Troubleshoot Ansible Playbooks for Confluent Platform

Complete the following steps if Ansible Playbooks for Confluent Platform (Confluent Ansible) fails:

  1. Review the error log output from Ansible itself.

    It will show the type of failure which has occurred and might indicate a misconfiguration in your inventory file. For example, if you set a file path variable to an invalid path, the logs will say “Could not find or access “ the file path, and you need to correct the variable and rerun the install.

  2. Review your inventory file.

    Validate that all variables are set correctly, with proper spacing in the inventory file. You can review hosts_example.yml and the sample_inventories directory for examples.

  3. Review component log and property files.

    If a component health check fails, the playbook will fetch log and property files back to the Ansible Control Node inside the error_files/ directory. These error logs can indicate which properties are misconfigured.

    • If Confluent Ansible was downloaded from Ansbile Galaxy or Ansible Automation Hub, the error_files/ directory is under ~/.ansible/collections/ansible_collections/confluent/platform/.
    • If Confluent Ansible was downloaded from GitHub, the error_files/ directory is located under the root of cp-ansible.
  4. If the log files do not provide a clear reason for the failure, use one of the following methods to generate more info:

    • Rerun the playbook with the --diff option and redirect the output to a file. For more information about the flag, see Ansible Playbook Options.

      This outputs the differences in the playbook files and templates. With this option, sensitive information, such as passwords, certificates, and keys, are not printed in the output.

    • Rerun the playbook again with the -vvv option to enable debug logging and redirect the output to a file:

      ansible-playbook -vvv -i hosts.yml confluent.platform.all > failure.txt
      

      When debug is enabled, the information in the output cannot be suppressed, including sensitive information, such as passwords, certificates, and keys. It is not recommended to use the debug mode in production environments. For details, see Logging Ansible Output.

    • Generate logs using the fetch-logs playbook.

  5. Open a support ticket with Confluent Support and provide the following within a compressed archive file:

    • Your inventory file

    • The log files generated from the -vvv or --diff option.

    • The error_logs/ directory and its contents

    • The output of the following GIT commands as a text file.

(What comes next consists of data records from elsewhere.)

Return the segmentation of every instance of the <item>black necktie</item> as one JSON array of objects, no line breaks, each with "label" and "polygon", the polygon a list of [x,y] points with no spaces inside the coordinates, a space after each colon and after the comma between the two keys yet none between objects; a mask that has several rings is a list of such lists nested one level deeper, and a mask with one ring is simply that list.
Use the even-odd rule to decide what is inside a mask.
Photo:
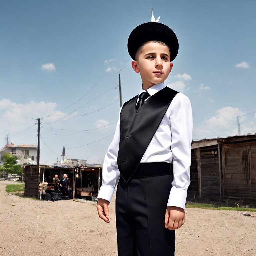
[{"label": "black necktie", "polygon": [[147,92],[143,92],[139,95],[139,101],[136,105],[136,113],[140,108],[141,106],[144,104],[145,100],[149,96],[150,94]]}]

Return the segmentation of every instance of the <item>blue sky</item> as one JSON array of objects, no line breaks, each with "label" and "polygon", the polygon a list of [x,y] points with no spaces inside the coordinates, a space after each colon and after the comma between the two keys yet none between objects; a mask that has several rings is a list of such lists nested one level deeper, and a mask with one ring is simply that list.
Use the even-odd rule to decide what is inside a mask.
[{"label": "blue sky", "polygon": [[[256,132],[254,1],[4,0],[0,146],[7,133],[15,144],[36,143],[33,123],[38,117],[44,117],[43,163],[59,158],[63,146],[86,144],[114,133],[115,123],[95,129],[117,121],[119,69],[123,102],[139,91],[127,40],[133,28],[150,20],[151,7],[179,40],[167,83],[189,98],[193,140],[236,135],[236,117],[244,115],[241,134]],[[75,118],[47,124],[70,113],[65,118]],[[66,154],[101,163],[113,137],[67,149]]]}]

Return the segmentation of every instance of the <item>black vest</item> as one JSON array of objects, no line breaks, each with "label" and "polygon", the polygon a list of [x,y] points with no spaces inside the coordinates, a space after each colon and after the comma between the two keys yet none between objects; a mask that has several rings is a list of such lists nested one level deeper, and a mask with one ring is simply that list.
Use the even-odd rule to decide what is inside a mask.
[{"label": "black vest", "polygon": [[120,113],[117,165],[126,182],[135,172],[171,102],[178,92],[166,86],[148,99],[137,114],[138,95],[123,105]]}]

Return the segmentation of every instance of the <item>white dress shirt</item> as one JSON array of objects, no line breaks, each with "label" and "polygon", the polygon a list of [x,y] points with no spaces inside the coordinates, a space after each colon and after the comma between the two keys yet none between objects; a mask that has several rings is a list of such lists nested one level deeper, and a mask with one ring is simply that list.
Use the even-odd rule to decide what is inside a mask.
[{"label": "white dress shirt", "polygon": [[[148,89],[151,96],[166,86],[165,81]],[[141,89],[139,95],[146,91]],[[145,101],[149,98],[149,96]],[[138,97],[137,102],[139,100]],[[105,155],[102,167],[102,185],[97,198],[110,201],[120,177],[117,155],[120,139],[120,108],[118,120],[112,142]],[[167,206],[185,209],[187,189],[190,183],[191,144],[193,119],[188,97],[177,93],[169,106],[159,127],[140,161],[141,163],[166,162],[173,164],[172,182]]]}]

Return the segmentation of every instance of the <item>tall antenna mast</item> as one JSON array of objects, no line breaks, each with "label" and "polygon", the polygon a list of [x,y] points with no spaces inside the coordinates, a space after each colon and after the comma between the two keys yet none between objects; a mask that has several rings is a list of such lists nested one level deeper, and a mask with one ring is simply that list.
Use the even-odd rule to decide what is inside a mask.
[{"label": "tall antenna mast", "polygon": [[239,117],[237,116],[236,119],[237,120],[237,131],[238,132],[238,135],[240,135],[240,123],[239,122]]}]

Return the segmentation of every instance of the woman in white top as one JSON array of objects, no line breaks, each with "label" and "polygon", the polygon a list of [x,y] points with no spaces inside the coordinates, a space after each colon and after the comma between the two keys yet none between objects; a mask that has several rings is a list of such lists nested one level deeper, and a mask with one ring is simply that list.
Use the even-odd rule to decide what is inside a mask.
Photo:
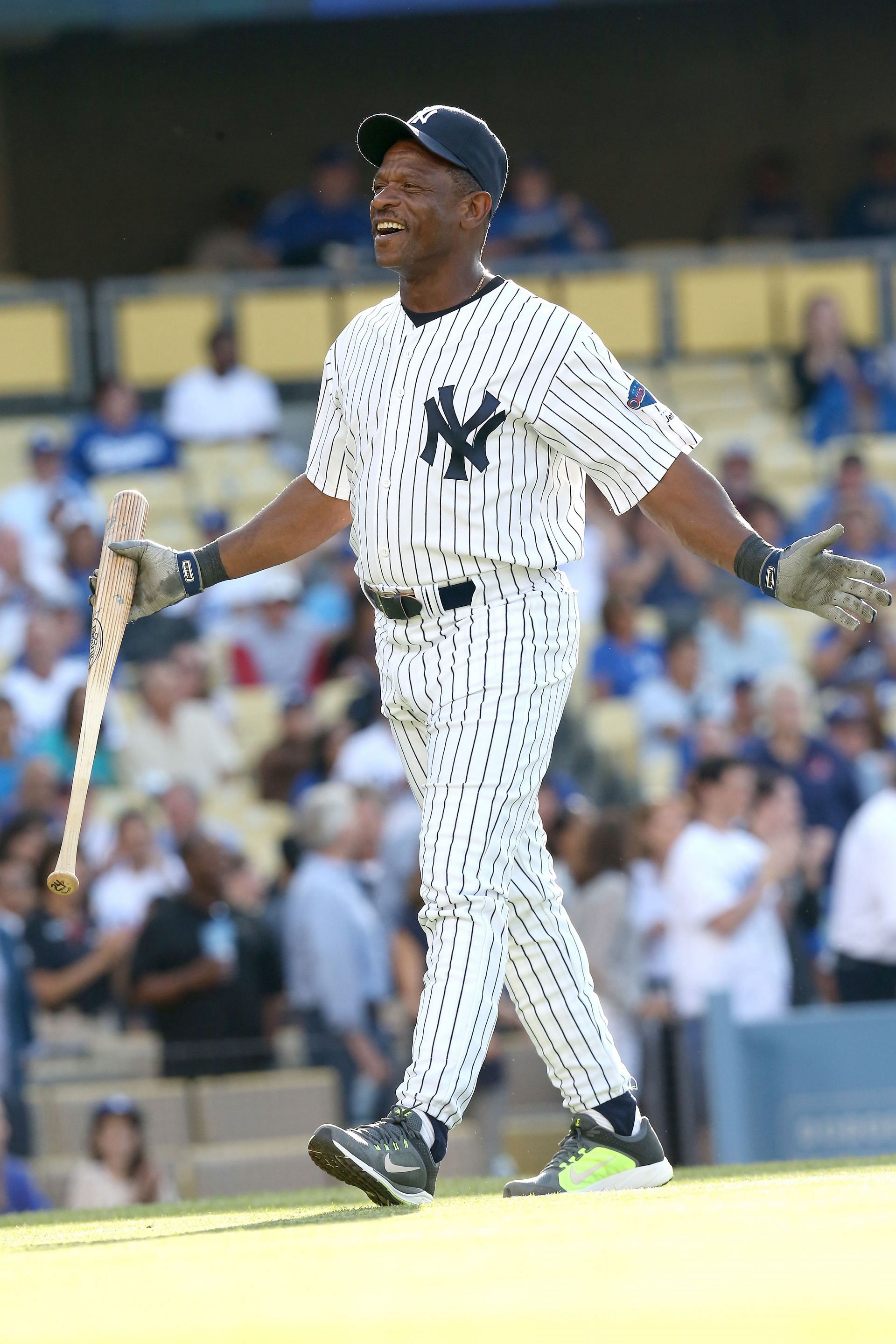
[{"label": "woman in white top", "polygon": [[120,1208],[177,1199],[171,1176],[149,1160],[144,1120],[130,1097],[101,1102],[90,1124],[90,1157],[69,1177],[67,1208]]}]

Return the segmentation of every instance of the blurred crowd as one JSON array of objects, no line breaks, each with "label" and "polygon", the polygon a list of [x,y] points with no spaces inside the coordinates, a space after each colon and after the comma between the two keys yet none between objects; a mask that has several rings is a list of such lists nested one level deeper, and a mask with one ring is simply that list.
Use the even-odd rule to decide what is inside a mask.
[{"label": "blurred crowd", "polygon": [[[883,367],[885,352],[875,359]],[[836,304],[815,300],[794,362],[807,423],[829,414],[825,399],[841,415],[834,383],[866,410],[857,388],[869,368]],[[848,423],[841,415],[837,433]],[[34,434],[27,474],[0,493],[0,1208],[40,1198],[19,1159],[28,1066],[51,1048],[52,1019],[150,1027],[172,1077],[271,1067],[278,1027],[297,1025],[306,1062],[336,1070],[351,1121],[386,1109],[408,1058],[426,956],[419,812],[379,712],[373,610],[345,535],[129,628],[81,887],[46,887],[83,715],[87,578],[103,524],[95,478],[176,468],[183,439],[251,438],[277,453],[279,425],[275,387],[239,363],[222,327],[159,417],[109,380],[69,441]],[[758,485],[750,445],[733,442],[720,474],[771,542],[841,521],[836,548],[896,573],[896,496],[860,450],[833,461],[799,516]],[[228,524],[220,511],[197,519],[207,540]],[[739,1020],[896,997],[896,629],[883,613],[854,633],[817,624],[806,637],[638,509],[614,517],[591,484],[586,558],[570,577],[580,673],[543,821],[645,1103],[665,1086],[676,1032],[703,1126],[713,993],[729,995]],[[277,706],[251,747],[244,694]],[[255,804],[289,818],[267,863],[253,843]],[[501,1039],[514,1030],[508,1003],[481,1105],[500,1109]],[[73,1204],[171,1188],[141,1126],[128,1098],[103,1103]]]},{"label": "blurred crowd", "polygon": [[[707,241],[892,238],[896,235],[896,140],[870,136],[856,152],[856,185],[815,218],[802,199],[797,168],[779,151],[760,153],[744,172],[740,200],[711,220]],[[615,245],[610,223],[575,190],[557,184],[537,155],[512,164],[508,188],[489,231],[486,259],[588,255]],[[250,187],[231,191],[218,218],[196,238],[188,263],[196,270],[271,266],[372,265],[369,192],[357,151],[329,145],[314,159],[308,184],[273,200]]]}]

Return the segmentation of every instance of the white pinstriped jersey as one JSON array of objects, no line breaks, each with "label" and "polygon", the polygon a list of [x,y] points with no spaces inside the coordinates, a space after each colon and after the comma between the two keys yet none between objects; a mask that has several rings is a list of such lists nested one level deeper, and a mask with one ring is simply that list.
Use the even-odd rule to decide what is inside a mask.
[{"label": "white pinstriped jersey", "polygon": [[404,589],[578,559],[586,472],[622,513],[699,442],[586,323],[496,277],[445,313],[395,294],[348,324],[306,472],[351,501],[361,579]]}]

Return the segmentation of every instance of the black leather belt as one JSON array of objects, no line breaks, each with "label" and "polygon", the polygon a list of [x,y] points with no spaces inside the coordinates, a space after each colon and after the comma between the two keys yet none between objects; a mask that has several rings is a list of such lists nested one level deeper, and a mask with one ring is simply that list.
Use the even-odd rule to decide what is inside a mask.
[{"label": "black leather belt", "polygon": [[[457,612],[461,606],[469,606],[474,593],[476,583],[473,579],[463,579],[462,583],[449,583],[446,587],[439,589],[442,610]],[[391,621],[410,621],[423,610],[423,603],[419,598],[414,597],[412,589],[394,589],[390,593],[377,593],[369,583],[365,583],[364,594],[369,603],[377,612],[382,612],[383,616],[388,616]]]}]

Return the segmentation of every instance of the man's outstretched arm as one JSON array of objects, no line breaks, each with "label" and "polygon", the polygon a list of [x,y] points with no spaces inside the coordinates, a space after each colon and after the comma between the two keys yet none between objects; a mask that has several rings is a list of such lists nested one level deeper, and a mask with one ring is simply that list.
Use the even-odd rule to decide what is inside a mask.
[{"label": "man's outstretched arm", "polygon": [[803,536],[779,550],[750,527],[719,481],[693,458],[674,460],[641,500],[641,509],[695,555],[736,574],[786,606],[814,612],[846,630],[870,624],[889,606],[884,571],[826,550],[842,527]]},{"label": "man's outstretched arm", "polygon": [[249,523],[197,551],[172,551],[157,542],[114,542],[110,550],[138,566],[128,620],[152,616],[222,579],[294,560],[351,521],[347,500],[324,495],[306,476],[298,476]]}]

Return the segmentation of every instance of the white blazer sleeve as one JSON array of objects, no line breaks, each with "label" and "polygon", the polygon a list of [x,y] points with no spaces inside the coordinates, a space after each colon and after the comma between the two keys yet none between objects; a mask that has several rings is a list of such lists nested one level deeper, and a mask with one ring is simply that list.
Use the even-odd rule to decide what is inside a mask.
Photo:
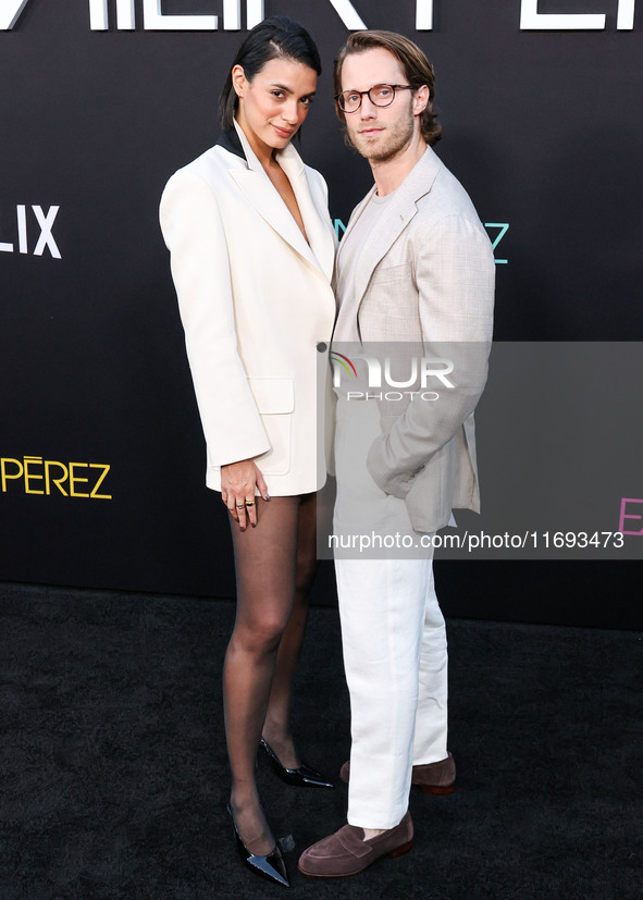
[{"label": "white blazer sleeve", "polygon": [[238,353],[233,279],[217,198],[198,175],[180,170],[163,192],[160,221],[210,464],[259,456],[270,442]]}]

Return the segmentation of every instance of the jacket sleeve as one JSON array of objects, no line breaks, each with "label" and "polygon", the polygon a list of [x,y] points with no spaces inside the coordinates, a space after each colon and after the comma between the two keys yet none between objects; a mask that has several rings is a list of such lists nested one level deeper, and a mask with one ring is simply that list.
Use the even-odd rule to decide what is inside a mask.
[{"label": "jacket sleeve", "polygon": [[198,175],[180,170],[163,192],[160,221],[210,463],[259,456],[270,442],[238,353],[233,278],[217,198]]},{"label": "jacket sleeve", "polygon": [[481,225],[462,217],[418,227],[409,249],[415,258],[422,353],[453,363],[446,379],[454,386],[432,377],[426,391],[437,393],[438,399],[417,394],[369,452],[367,467],[375,483],[400,498],[462,427],[484,390],[495,279],[489,237]]}]

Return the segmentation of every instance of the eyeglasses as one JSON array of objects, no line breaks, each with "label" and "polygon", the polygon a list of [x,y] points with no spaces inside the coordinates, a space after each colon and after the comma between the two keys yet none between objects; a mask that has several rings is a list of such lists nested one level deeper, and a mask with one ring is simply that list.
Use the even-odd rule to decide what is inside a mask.
[{"label": "eyeglasses", "polygon": [[396,90],[413,90],[413,87],[411,85],[374,85],[368,90],[343,90],[335,95],[335,100],[342,112],[357,112],[364,94],[373,106],[389,107],[395,100]]}]

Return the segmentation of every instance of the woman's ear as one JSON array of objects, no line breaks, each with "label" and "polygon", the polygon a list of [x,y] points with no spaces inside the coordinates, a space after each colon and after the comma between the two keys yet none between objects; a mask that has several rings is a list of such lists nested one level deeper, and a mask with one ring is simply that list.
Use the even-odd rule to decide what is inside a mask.
[{"label": "woman's ear", "polygon": [[246,84],[246,73],[243,65],[235,65],[232,70],[232,86],[237,97],[244,96]]}]

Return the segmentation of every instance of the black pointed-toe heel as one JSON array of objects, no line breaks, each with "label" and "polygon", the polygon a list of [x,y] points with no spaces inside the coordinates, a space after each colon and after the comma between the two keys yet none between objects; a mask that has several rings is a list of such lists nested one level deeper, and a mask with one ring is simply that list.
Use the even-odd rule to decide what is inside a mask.
[{"label": "black pointed-toe heel", "polygon": [[285,888],[289,888],[290,883],[288,881],[286,864],[284,862],[284,858],[282,856],[282,851],[279,849],[276,843],[274,846],[274,850],[265,856],[258,856],[256,853],[250,853],[237,830],[237,825],[234,821],[234,813],[230,803],[227,804],[227,812],[232,818],[236,847],[244,864],[262,878],[267,878],[269,881],[273,881],[277,885],[283,885]]},{"label": "black pointed-toe heel", "polygon": [[274,750],[270,747],[268,741],[261,738],[261,747],[268,754],[268,759],[272,763],[272,767],[274,768],[275,773],[285,781],[286,785],[295,785],[298,788],[334,788],[332,781],[329,781],[327,778],[324,778],[323,775],[320,775],[319,772],[316,772],[310,766],[301,764],[298,768],[286,768],[280,762],[280,757],[276,755]]}]

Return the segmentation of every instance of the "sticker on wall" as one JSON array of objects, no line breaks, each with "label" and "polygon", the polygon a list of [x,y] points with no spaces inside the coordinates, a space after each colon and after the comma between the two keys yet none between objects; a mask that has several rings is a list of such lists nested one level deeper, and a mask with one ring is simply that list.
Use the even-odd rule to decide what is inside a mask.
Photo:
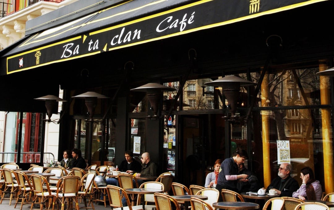
[{"label": "sticker on wall", "polygon": [[288,141],[277,140],[277,164],[290,163],[290,143]]},{"label": "sticker on wall", "polygon": [[133,153],[140,154],[140,137],[133,137]]}]

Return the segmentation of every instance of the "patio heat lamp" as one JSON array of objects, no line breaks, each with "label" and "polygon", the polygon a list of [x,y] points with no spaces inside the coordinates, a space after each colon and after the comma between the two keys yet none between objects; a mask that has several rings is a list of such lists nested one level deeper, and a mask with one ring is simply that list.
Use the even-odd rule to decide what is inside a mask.
[{"label": "patio heat lamp", "polygon": [[150,119],[155,120],[159,118],[158,110],[159,107],[162,92],[174,91],[176,89],[174,87],[165,86],[158,83],[150,83],[130,90],[146,92],[147,99],[151,103],[150,109],[153,111],[153,116],[148,116],[146,117]]}]

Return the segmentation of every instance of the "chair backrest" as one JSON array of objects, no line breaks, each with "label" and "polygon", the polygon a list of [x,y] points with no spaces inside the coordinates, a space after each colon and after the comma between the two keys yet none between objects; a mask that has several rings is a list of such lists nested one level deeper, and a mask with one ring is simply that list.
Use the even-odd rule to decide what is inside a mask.
[{"label": "chair backrest", "polygon": [[57,195],[59,193],[77,193],[80,178],[76,176],[66,176],[58,180],[56,187]]},{"label": "chair backrest", "polygon": [[327,194],[321,200],[334,202],[334,193],[330,193]]},{"label": "chair backrest", "polygon": [[304,202],[299,204],[295,210],[329,210],[328,206],[318,202]]},{"label": "chair backrest", "polygon": [[277,197],[269,199],[265,204],[263,210],[266,210],[271,204],[271,210],[282,210],[284,205],[284,199],[282,198]]},{"label": "chair backrest", "polygon": [[18,165],[14,163],[6,163],[1,166],[2,169],[18,169],[19,168]]},{"label": "chair backrest", "polygon": [[[243,198],[241,195],[236,192],[232,190],[223,189],[221,190],[221,197],[223,201],[227,202],[235,202],[241,201],[244,202]],[[239,200],[238,200],[238,198]]]},{"label": "chair backrest", "polygon": [[41,166],[34,166],[32,167],[30,167],[28,171],[38,171],[39,173],[43,173],[43,171],[44,170],[44,168]]},{"label": "chair backrest", "polygon": [[96,167],[97,167],[98,165],[96,164],[95,164],[87,167],[87,169],[93,169],[93,170],[95,170],[96,169]]},{"label": "chair backrest", "polygon": [[[148,188],[152,189],[161,190],[164,192],[164,185],[161,182],[147,182],[140,185],[140,188]],[[153,194],[146,194],[144,195],[144,200],[146,202],[154,202],[154,198]],[[137,199],[137,205],[141,203],[140,198],[141,196],[138,196]]]},{"label": "chair backrest", "polygon": [[[50,190],[50,186],[47,181],[45,177],[37,174],[32,174],[31,176],[31,181],[32,182],[32,188],[35,193],[47,192],[48,195],[43,194],[43,196],[51,196],[51,191]],[[43,188],[45,186],[45,189]]]},{"label": "chair backrest", "polygon": [[155,193],[153,196],[157,210],[180,210],[177,201],[173,197],[159,193]]},{"label": "chair backrest", "polygon": [[157,178],[155,181],[162,183],[164,185],[164,192],[168,193],[172,187],[172,183],[174,178],[174,177],[171,175],[161,175]]},{"label": "chair backrest", "polygon": [[207,202],[197,198],[191,198],[190,203],[192,210],[213,210],[211,205]]},{"label": "chair backrest", "polygon": [[196,195],[197,192],[201,190],[205,189],[205,188],[199,185],[191,185],[189,186],[189,190],[190,191],[190,195]]},{"label": "chair backrest", "polygon": [[[128,189],[130,188],[138,188],[138,182],[136,177],[134,177],[130,174],[121,174],[117,176],[118,179],[118,184],[120,187],[123,189]],[[134,186],[134,180],[135,185]]]},{"label": "chair backrest", "polygon": [[216,209],[216,208],[213,208],[212,206],[212,204],[218,202],[219,199],[219,190],[212,188],[204,188],[197,192],[196,195],[207,196],[208,199],[205,201],[205,202],[209,204],[213,209]]},{"label": "chair backrest", "polygon": [[[86,193],[91,192],[93,186],[93,182],[95,177],[95,174],[94,173],[88,173],[86,174],[80,181],[79,186],[84,186],[84,191]],[[86,180],[86,181],[85,181]]]},{"label": "chair backrest", "polygon": [[304,203],[305,201],[299,198],[292,197],[281,197],[284,199],[284,210],[294,210],[296,207],[300,203]]},{"label": "chair backrest", "polygon": [[12,184],[14,183],[13,178],[17,179],[16,173],[11,169],[4,168],[2,172],[3,173],[3,177],[5,179],[5,183],[6,184]]},{"label": "chair backrest", "polygon": [[[20,188],[25,189],[27,187],[29,187],[30,189],[32,189],[32,187],[30,184],[29,179],[26,174],[18,170],[15,171],[15,173],[17,175],[17,184],[18,185]],[[26,182],[25,181],[28,181]]]},{"label": "chair backrest", "polygon": [[85,175],[85,171],[79,168],[72,168],[72,171],[73,172],[72,172],[72,175],[79,177],[80,177],[80,179],[82,178],[82,177],[84,176],[84,175]]},{"label": "chair backrest", "polygon": [[124,196],[126,200],[129,210],[132,210],[132,207],[128,194],[123,189],[117,186],[108,185],[107,186],[107,192],[108,194],[110,206],[114,208],[120,207],[123,208],[122,198],[122,196]]}]

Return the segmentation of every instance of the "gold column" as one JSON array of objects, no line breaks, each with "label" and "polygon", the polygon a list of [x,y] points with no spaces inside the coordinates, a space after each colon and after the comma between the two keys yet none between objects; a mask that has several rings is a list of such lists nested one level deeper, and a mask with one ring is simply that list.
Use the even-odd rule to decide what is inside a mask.
[{"label": "gold column", "polygon": [[[266,73],[263,78],[261,84],[261,104],[264,106],[268,99],[269,90],[268,88],[269,82],[269,74]],[[263,149],[263,177],[264,187],[268,187],[271,182],[271,177],[270,173],[270,147],[269,143],[269,125],[268,111],[263,110],[261,111],[262,120],[262,146]]]},{"label": "gold column", "polygon": [[[319,61],[319,71],[329,68],[327,60]],[[329,79],[328,76],[320,76],[320,94],[321,104],[331,104],[331,93],[329,89]],[[333,166],[333,146],[331,139],[331,109],[329,108],[321,109],[321,123],[322,131],[322,146],[323,157],[324,173],[325,177],[325,186],[326,194],[334,192],[334,170]]]}]

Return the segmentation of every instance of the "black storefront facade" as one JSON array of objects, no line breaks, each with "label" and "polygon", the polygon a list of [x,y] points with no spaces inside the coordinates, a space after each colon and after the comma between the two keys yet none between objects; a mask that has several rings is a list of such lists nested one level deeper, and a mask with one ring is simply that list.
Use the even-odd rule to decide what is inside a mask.
[{"label": "black storefront facade", "polygon": [[[229,157],[235,145],[247,150],[248,168],[268,184],[264,172],[272,171],[272,178],[277,175],[275,144],[287,140],[291,162],[307,157],[315,171],[322,166],[323,173],[316,173],[324,189],[332,191],[332,181],[324,175],[333,173],[332,154],[328,154],[332,153],[331,126],[329,146],[322,143],[323,133],[317,136],[325,130],[319,110],[332,112],[332,80],[326,77],[327,104],[321,102],[321,79],[315,74],[312,82],[307,80],[333,66],[333,34],[328,21],[332,1],[137,1],[115,3],[98,12],[67,18],[72,21],[68,25],[57,25],[57,20],[50,22],[50,29],[35,27],[40,19],[32,22],[25,38],[3,51],[0,79],[3,89],[8,90],[0,93],[6,101],[0,109],[45,113],[43,101],[33,98],[57,95],[60,85],[67,101],[60,113],[59,157],[65,149],[80,147],[92,163],[93,147],[112,148],[117,164],[124,151],[133,149],[135,137],[140,137],[137,155],[150,152],[159,173],[172,171],[176,180],[187,185],[204,184],[198,182],[204,182],[207,167]],[[190,92],[189,81],[230,74],[261,82],[242,90],[244,105],[237,109],[241,120],[222,118],[228,110],[219,90],[213,90],[212,109],[187,109],[186,91],[162,97],[158,113],[162,117],[158,120],[146,118],[152,112],[145,93],[130,90],[156,82]],[[279,77],[283,78],[279,82]],[[273,98],[266,96],[265,87],[270,87]],[[109,97],[98,100],[96,123],[85,121],[84,100],[71,97],[88,91]],[[176,97],[183,103],[163,110],[163,101]],[[170,116],[175,123],[169,127]],[[305,122],[303,118],[309,120]],[[94,133],[97,127],[100,134]],[[302,150],[294,151],[293,145]],[[304,156],[297,154],[306,151]],[[324,168],[325,161],[314,161],[319,152],[331,166]],[[299,174],[300,168],[296,169]]]}]

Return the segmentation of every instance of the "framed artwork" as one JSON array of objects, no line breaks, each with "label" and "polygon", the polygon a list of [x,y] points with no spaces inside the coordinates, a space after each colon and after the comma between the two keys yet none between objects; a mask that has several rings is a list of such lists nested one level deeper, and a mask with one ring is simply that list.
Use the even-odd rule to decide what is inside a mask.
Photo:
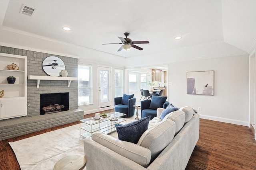
[{"label": "framed artwork", "polygon": [[214,71],[187,72],[187,94],[214,95]]}]

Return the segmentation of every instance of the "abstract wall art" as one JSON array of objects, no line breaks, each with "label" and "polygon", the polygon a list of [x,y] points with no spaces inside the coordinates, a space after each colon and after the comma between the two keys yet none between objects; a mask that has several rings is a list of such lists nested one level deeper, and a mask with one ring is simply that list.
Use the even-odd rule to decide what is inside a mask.
[{"label": "abstract wall art", "polygon": [[214,71],[187,72],[187,94],[214,95]]}]

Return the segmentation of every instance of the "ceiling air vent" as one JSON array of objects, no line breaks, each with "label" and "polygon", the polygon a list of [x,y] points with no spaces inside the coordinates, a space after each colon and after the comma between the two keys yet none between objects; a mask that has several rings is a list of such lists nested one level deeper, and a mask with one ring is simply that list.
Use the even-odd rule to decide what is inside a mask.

Run the command from the root of cp-ansible to show any changes made to the cp-ansible source code:

      git status
      
      git diff
      

Generate logs using the fetch-logs playbook

When troubleshooting, you might need to collect the service logs and config files of all Confluent components. Instead of having to ssh to each host machine and fetch the logs/files, you can run the fetch_logs playbook to get all service logs/config files in a single directory on the control node.

The playbook stores the gathered log files in a separate zip file for each component. The zip files are located in:

  • ~/.ansible/collections/ansible_collections/confluent/platform/playbooks/troubleshooting if Confluent Ansible was downloaded from Ansbile Galaxy or Ansible Automation Hub
  • <the root of cp-ansible>/playbooks/troubleshooting if Confluent Ansible was downloaded from GitHub <cp-ansible-directory>

To gather logs and config files of all components:

ansible-playbook -i hosts.yml confluent.platform.fetch_logs

To gather service logs and config files of a specific component use the --tags flag with the component name. For example, to get logs and config files for Kafka:

ansible-playbook -i hosts.yml confluent.platform.fetch_logs --tags 'kafka_broker'

Troubleshoot known issues

Issue: An error, “Clusters not found”, returns after Kafka brokers restart

If keys get updated on Kafka brokers or any other Confluent Platform component, the communication between component services and the brokers would get broken.

Solution: Regenerate certificates when you are updating the keys, during an update or a redeployment of the cluster.

  • To regenerate certificates along with keys in your inventory file:

    regenerate_ca: true
    
  • To only update the certificates whe keys have been already generated:

    regenerate_ca: true
    
    regenerate_keystore_and_truststore: false
    

Issue: Need to enable both mTLS and SASL authentication modes for ZooKeeper

There is a limitation that Confluent Ansible does not support both mTLS and SASL authentication modes for ZooKeeper out-of-the-box.

Workaround: Configure the mTLS and SASL authentication modes using an override with the following properties in your inventory file:

zookeeper_sasl_protocol: scram
ssl_enabled: true # This will generate the needed x509 provider authProvider.x509=org.apache.zookeeper.server.auth.X509AuthenticationProvider

zookeeper_client_authentication_type: digest # This will generate the needed SASL provider authProvider.sasl=org.apache.zookeeper.server.auth.SASLAuthenticationProvider
zookeeper_custom_properties:
    ssl.clientAuth: need  # This will force mTLS for client connecting to Zookeeper

# The following overrides are needed for the brokers to connect to Zookeeper using mTLS
kafka_broker_custom_properties:
    zookeeper.ssl.keystore.location: /var/ssl/private/kafka_broker.keystore.jks
    zookeeper.ssl.keystore.password: confluentkeystorestorepass

Issue: Python version mismatch

If you are using different versions of Python across the nodes, for example, the Ansible control node has python 2.7 installed while the target nodes has Python 3 set as default python, you may hit the following error:

The Python 2 bindings for rpm are needed for this module. If you require
Python 3 support use the `dnf` Ansible module instead. The Python 2 yum
module is needed for this module. If you require Python 3 support use the
`dnf` Ansible module instead.

Solution: Install the same, recommended Python version on all of your control nodes and managed nodes.

Issue: Unable to connect to Connect Replicator service

When installing Confluent Platform using the archive installation mode (installation_method: archive), you may encounter an issue java.lang.NoSuchMethodError while connecting to kafka_connect_replicator_port (default_value of 8083).

Solution:

  1. Modify the Replicator startup script as described in the Confluent Support knowledge base article.

  2. After you have modified the script, restart your replicator.

    systemctl restart kafka-connect-replicator.service